When it comes to multi-drug-resistant tuberculosis (MDR-TB), people are seeking second-line treatments where first-line defenses left off more than half a century ago. Streptomycin, the first TB drug, has become a second-line drug of desperation.

It's a first-line drug, but not often used because it must be given by injections, says Fabienne Jouberton, procurement officer for WHO's Stop TB department. But it's often used that way in Temeke. Given the scarce alternatives, local rules apply. "Once you have resistance, you're going to use everything you can to cure the patient," says Young.

A patient waiting for his streptomycin treatment pulls down his pants, and slaps his right side, where he wants to receive today's shot. The injection is not only a strain on the resources at the clinic, it's an added expense: Although the TB drugs are free, the syringe is not, and he struggles to pay about 50 cents each day for a new one.

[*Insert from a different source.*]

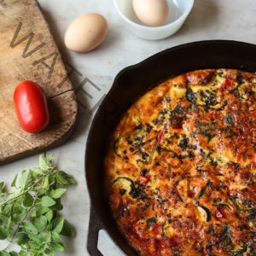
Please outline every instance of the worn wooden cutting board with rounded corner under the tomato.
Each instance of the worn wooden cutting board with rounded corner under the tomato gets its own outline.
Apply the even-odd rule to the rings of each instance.
[[[63,143],[78,113],[73,86],[35,0],[0,0],[0,165]],[[13,94],[21,80],[40,84],[50,123],[30,134],[20,128]]]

At the moment, most of the world's known cases of MDR-TB are in China, India, and Russia, where drugs were available early on and where compliance was a widespread problem. WHO believes that an MDR-TB epidemic won't be a problem in the near future for Africa, given the late introduction of rifampicin. But epidemiologists are debating over the transmissibility of certain drug-resistant strains. "The information we have for Africa is still very patchy," says Ernesto Jaramillo, a medical officer in WHO's TB/HIV drug resistance division.

In fact, some researchers are concluding that MDR-TB may be more advanced in Africa than previously thought. "In Africa, there's not a lot of surveillance for drug resistance because it requires drug sensitivity testing—which is not included in routine TB care," says Megan Murray, assistant professor of epidemiology at the Harvard School of Public Health, "With our surveillance study, we found outbreaks of highly drug-resistant strains that seem very infectious. Our predictions from mathematical models are that those mutations will proliferate and eventually dominate. It will take a while—maybe even decades—but if we don't focus on MDR-TB, we're going to see a rise, and even a replacement of, drug-sensitive TB."

In other parts of the world that have more advanced drug resistance, clinicians have begun using newer second-line treatments, including capreomycin and cycloserine. At one time, such therapies were quite expensive, costing up to $33,000 per patient, according to the CDC Foundation. They also have significant compliance challenges: MDR-TB drugs are more toxic and require 18- to 24-month treatments.